MKTO and New Politics Headline 2015 Spring Concert

Photo by Steve Fallon

The Bradley Center was transformed into a music venue on Saturday, as hundreds of students and outside attendees filled the gym to take in the largest event on the College Programming Board’s calendar, the spring concert. This year was another full slate of talent, which featured two headlining acts: the pop duo MKTO and alternative rockers New Politics. Both groups have released hit singles in the past two years that have been commercially and critically successful.

Kicking off the primetime event was pop rock band Pros & iCons, which featured recent Ramapo alumnus Lenny Morales on guitar. The group infused energy early on in the night, playing songs from their recent EP “Iconography.” Their half hour set included songs “Raining in June,” “Days of September” and “Tidal Wave,” their closing song.

“I’ve gotta give credit to Ben Neill; he was my advisor and he taught me everything I know,” Morales said. “I’m really excited to represent Ramapo because I owe them everything.”  

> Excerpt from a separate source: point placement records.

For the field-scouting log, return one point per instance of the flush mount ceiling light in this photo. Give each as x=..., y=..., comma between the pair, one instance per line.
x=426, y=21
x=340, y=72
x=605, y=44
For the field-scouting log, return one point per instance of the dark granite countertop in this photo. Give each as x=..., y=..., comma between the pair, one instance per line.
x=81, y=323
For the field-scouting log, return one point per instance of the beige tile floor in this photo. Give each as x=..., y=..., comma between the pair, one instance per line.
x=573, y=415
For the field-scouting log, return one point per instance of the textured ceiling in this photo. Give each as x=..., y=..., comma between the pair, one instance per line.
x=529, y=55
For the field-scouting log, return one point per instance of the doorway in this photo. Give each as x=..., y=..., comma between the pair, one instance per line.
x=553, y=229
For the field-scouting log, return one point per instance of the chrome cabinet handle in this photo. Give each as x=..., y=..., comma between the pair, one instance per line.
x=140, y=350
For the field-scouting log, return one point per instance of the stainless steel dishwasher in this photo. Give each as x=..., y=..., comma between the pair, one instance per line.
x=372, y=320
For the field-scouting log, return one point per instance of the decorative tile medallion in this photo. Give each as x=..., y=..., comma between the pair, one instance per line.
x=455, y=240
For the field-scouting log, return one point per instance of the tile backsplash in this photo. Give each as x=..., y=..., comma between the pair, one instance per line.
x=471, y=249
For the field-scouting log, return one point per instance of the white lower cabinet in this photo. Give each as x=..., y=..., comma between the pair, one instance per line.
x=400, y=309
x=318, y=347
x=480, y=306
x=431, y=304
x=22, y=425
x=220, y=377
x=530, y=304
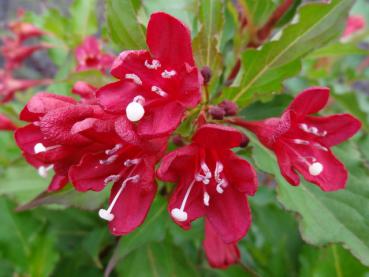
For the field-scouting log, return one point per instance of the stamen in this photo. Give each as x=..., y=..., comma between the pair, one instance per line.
x=43, y=170
x=221, y=183
x=316, y=168
x=179, y=214
x=40, y=148
x=135, y=110
x=155, y=64
x=114, y=150
x=204, y=178
x=106, y=214
x=134, y=78
x=159, y=91
x=109, y=160
x=206, y=198
x=129, y=162
x=111, y=178
x=312, y=130
x=168, y=74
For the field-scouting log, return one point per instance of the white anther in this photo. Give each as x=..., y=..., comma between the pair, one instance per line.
x=111, y=178
x=312, y=130
x=114, y=150
x=135, y=110
x=109, y=160
x=159, y=91
x=129, y=162
x=155, y=64
x=43, y=170
x=316, y=168
x=39, y=148
x=134, y=78
x=107, y=214
x=179, y=215
x=206, y=198
x=320, y=147
x=168, y=74
x=301, y=141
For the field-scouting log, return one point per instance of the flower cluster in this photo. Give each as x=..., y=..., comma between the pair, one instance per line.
x=117, y=134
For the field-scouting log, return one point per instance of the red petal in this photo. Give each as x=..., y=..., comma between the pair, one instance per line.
x=160, y=121
x=116, y=96
x=176, y=162
x=131, y=207
x=310, y=101
x=218, y=253
x=169, y=40
x=43, y=102
x=229, y=214
x=240, y=174
x=57, y=183
x=339, y=127
x=217, y=136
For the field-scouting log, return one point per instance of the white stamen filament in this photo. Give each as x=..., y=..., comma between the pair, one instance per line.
x=155, y=64
x=135, y=110
x=134, y=78
x=114, y=150
x=129, y=162
x=312, y=130
x=111, y=178
x=168, y=74
x=179, y=214
x=43, y=170
x=206, y=198
x=106, y=214
x=109, y=160
x=159, y=91
x=40, y=148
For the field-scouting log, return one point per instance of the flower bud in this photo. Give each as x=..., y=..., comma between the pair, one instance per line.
x=229, y=107
x=217, y=112
x=206, y=74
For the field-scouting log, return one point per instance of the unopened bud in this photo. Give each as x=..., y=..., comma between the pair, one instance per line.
x=229, y=107
x=217, y=112
x=206, y=74
x=245, y=141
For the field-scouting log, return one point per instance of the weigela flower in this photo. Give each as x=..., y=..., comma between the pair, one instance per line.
x=354, y=24
x=155, y=86
x=52, y=139
x=211, y=181
x=131, y=170
x=218, y=253
x=9, y=85
x=302, y=142
x=90, y=56
x=6, y=124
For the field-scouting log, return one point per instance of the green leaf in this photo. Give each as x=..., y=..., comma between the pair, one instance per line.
x=330, y=261
x=157, y=259
x=263, y=70
x=206, y=43
x=123, y=26
x=84, y=18
x=327, y=217
x=260, y=10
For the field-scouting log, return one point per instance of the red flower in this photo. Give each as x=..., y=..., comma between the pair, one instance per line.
x=302, y=142
x=155, y=87
x=218, y=253
x=354, y=24
x=130, y=169
x=53, y=139
x=6, y=124
x=9, y=86
x=90, y=56
x=212, y=182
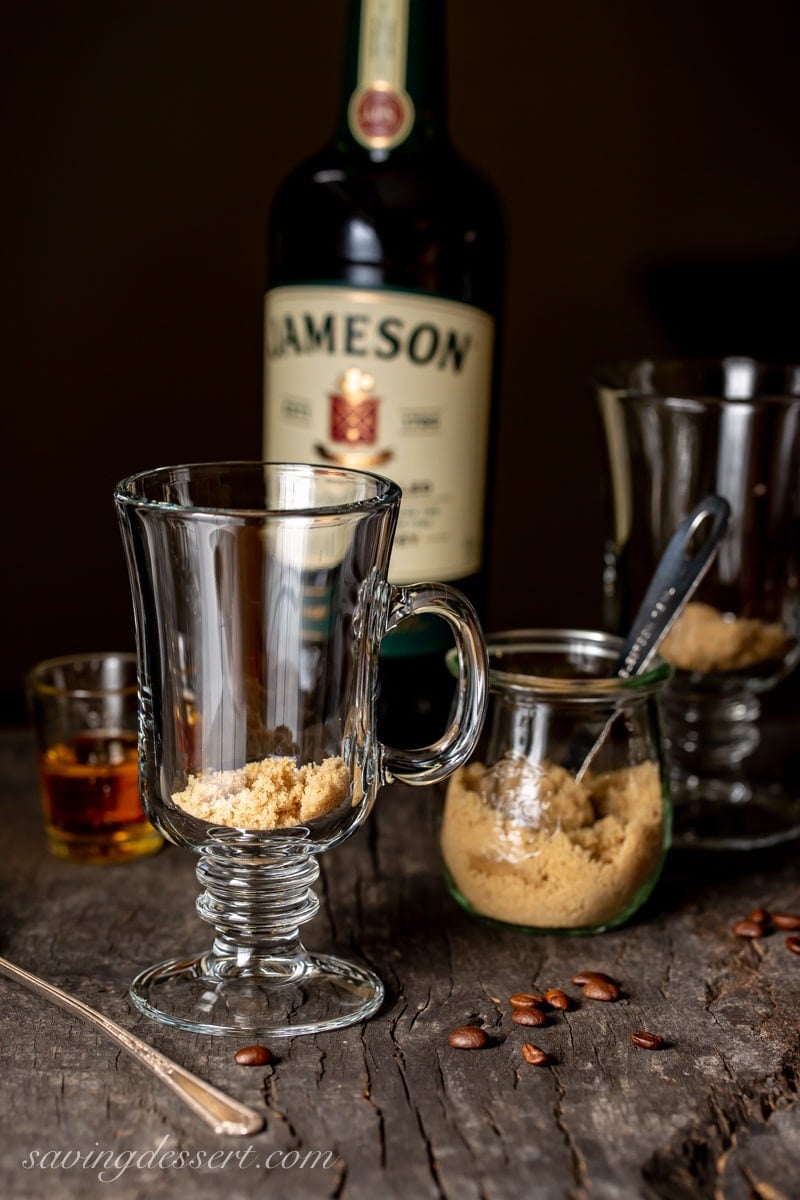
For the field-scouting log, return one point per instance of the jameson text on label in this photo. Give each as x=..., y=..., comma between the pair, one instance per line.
x=395, y=383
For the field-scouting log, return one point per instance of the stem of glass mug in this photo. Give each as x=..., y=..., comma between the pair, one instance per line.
x=256, y=898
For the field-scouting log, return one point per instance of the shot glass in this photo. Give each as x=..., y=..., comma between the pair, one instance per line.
x=84, y=711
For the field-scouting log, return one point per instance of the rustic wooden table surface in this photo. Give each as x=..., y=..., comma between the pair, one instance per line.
x=713, y=1114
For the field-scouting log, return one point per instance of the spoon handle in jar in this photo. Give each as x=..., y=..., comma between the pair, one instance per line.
x=687, y=557
x=223, y=1114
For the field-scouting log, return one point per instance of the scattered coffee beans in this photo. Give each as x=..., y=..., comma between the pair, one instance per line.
x=787, y=921
x=253, y=1056
x=599, y=989
x=525, y=1000
x=468, y=1037
x=747, y=928
x=533, y=1055
x=528, y=1017
x=647, y=1041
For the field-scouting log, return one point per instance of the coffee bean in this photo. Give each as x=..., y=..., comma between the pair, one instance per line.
x=647, y=1041
x=747, y=928
x=528, y=1017
x=253, y=1056
x=525, y=1000
x=584, y=977
x=787, y=921
x=468, y=1037
x=601, y=989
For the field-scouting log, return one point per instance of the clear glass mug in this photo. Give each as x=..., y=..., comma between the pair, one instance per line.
x=675, y=432
x=535, y=833
x=260, y=600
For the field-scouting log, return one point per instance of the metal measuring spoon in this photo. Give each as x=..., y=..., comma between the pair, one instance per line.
x=681, y=568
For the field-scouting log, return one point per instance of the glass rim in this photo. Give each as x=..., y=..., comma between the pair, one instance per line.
x=578, y=688
x=386, y=491
x=41, y=687
x=618, y=377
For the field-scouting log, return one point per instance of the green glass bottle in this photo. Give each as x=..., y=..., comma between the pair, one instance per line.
x=385, y=281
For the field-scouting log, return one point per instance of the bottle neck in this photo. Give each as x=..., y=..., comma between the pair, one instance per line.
x=395, y=76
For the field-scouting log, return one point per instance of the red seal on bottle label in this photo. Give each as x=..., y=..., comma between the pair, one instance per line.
x=380, y=117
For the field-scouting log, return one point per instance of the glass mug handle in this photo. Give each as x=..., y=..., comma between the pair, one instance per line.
x=428, y=765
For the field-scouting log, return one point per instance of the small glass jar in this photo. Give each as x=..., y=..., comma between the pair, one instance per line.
x=533, y=834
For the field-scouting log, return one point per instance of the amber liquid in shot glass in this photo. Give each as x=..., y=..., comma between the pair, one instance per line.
x=90, y=795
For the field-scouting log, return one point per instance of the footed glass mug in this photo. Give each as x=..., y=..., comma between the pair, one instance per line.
x=260, y=600
x=675, y=432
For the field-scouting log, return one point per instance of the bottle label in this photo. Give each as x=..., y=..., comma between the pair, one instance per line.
x=380, y=113
x=396, y=383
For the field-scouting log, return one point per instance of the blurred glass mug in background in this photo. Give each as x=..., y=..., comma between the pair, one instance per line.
x=85, y=711
x=675, y=432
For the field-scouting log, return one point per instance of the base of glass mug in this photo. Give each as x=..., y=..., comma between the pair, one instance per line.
x=722, y=814
x=283, y=999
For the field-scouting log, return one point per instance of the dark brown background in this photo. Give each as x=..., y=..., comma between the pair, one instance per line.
x=647, y=155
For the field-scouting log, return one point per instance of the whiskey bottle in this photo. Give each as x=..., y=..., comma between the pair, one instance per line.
x=385, y=276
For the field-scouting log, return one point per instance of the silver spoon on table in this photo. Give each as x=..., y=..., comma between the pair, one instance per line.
x=223, y=1114
x=687, y=557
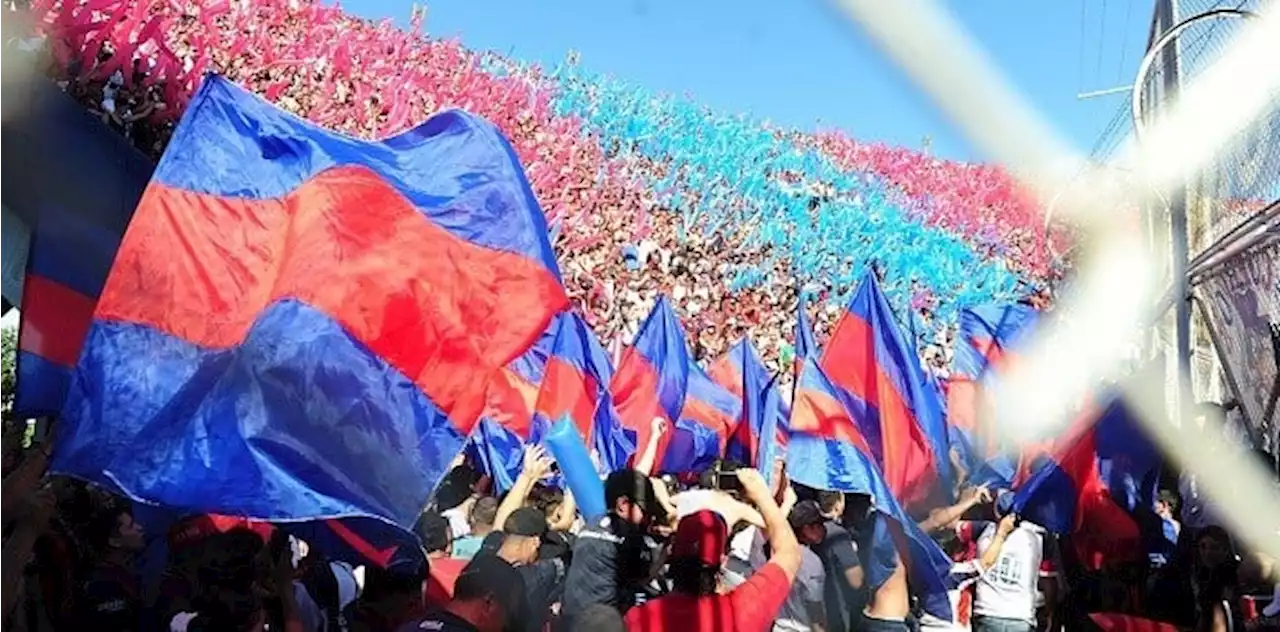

A large portion of the concert was dominated by New Politics, with their high energy performance. The band fed off of the lively bunch of college students – lead singer David Boyd exhibited his showmanship with a series of breakdancing routines mid-set, and topped it off with a stellar backflip. Coming to Ramapo was almost a homecoming for drummer Louis Vecchio, a Long Island native, and for the two Danish members of the band, Boyd and guitar player and singer Søren Hansen, as it is only a stone’s throw away from their secondary home in Brooklyn.

Ramapo is not the first college New Politics has played at, but it is one of the biggest, according to Boyd.

“We’ve done college shows before but this is one of the bigger ones we’ve played at. It’s a beautiful campus too,” he said.

They began the show with 2013 single “Tonight You’re Perfect” and “Give Me Hope,” a song from their first album. The very new song “Loyalties among Thieves,” written while on tour with groups Paramore and Fall Out Boy, led into a boisterous cover of the Beastie Boys smash hit “Sabotage.” It didn’t take Boyd long to become one with the crowd, jumping in and being held up by the audience. Their set was finished with recent single “Harlem” and rounded out a performance consisting of an impressive 11 songs.  

The highly anticipated pair MKTO, known best for their summer hit “Classic,” performed for the pop hungry crowd. Alongside their band, the duo performed “Could Be Me,” a song off their debut album “MKTO” and which typically features Ne-Yo. During this song they thumped on the drums and subsequently tossed their drumsticks into the audience.

Also off of their debut album, MKTO played “No More Second Chances,” “American Dream,” “Heartbreak Holiday” and “Thank You.” They also performed some new music that is not currently available, including songs “Bad Girls,” “Monaco” and “Afraid of the Dark.” They also covered the Paul McCartney, Rihanna and Kanye West collaboration of “FourFiveSeconds.”

Throughout their set they tossed T-shirts, towels and even squeezed entire bottles of water that showered multiple sections of the pit. The finale was, of course, “Classic” and opening band Pros & iCons joined MKTO on stage to help pump up the crowd.

A dazzling light display, in conjunction with the animated and dynamic performances of each of the acts, brought the house down.

When the members of New Politics were asked what advice they had for budding musicians at Ramapo, Boyd talked about the difficulties of learning how to make it in an industry that requires constant perseverance and adaptation.

“It’s so easy to follow your dreams and not say 'no' and keep going; the test is how much failure and struggle you can actually take,” Boyd expressed. “There’s so many things that tie in because there is no formula to art or trying to create a dream. You’re the only one that’s there and no one else is going to understand it, so you have to create it somehow. I don’t know the idea of going to school and learning about it because it doesn’t have a formula. You can say this is what art is, but it’s a really tough thing. You just have to keep going.”

That being said, Hansen stressed the importance of long-lasting relationships, many of which are built during college, in the music industry.

“The good thing about going to school is that you’re meeting people who want the same thing,” said Hansen. “Some of those people you’ll know for the rest of your life, and that’s a good thing. One thing that I feel is very important when you do something like this is that you always surround yourself with people who want the same thing.”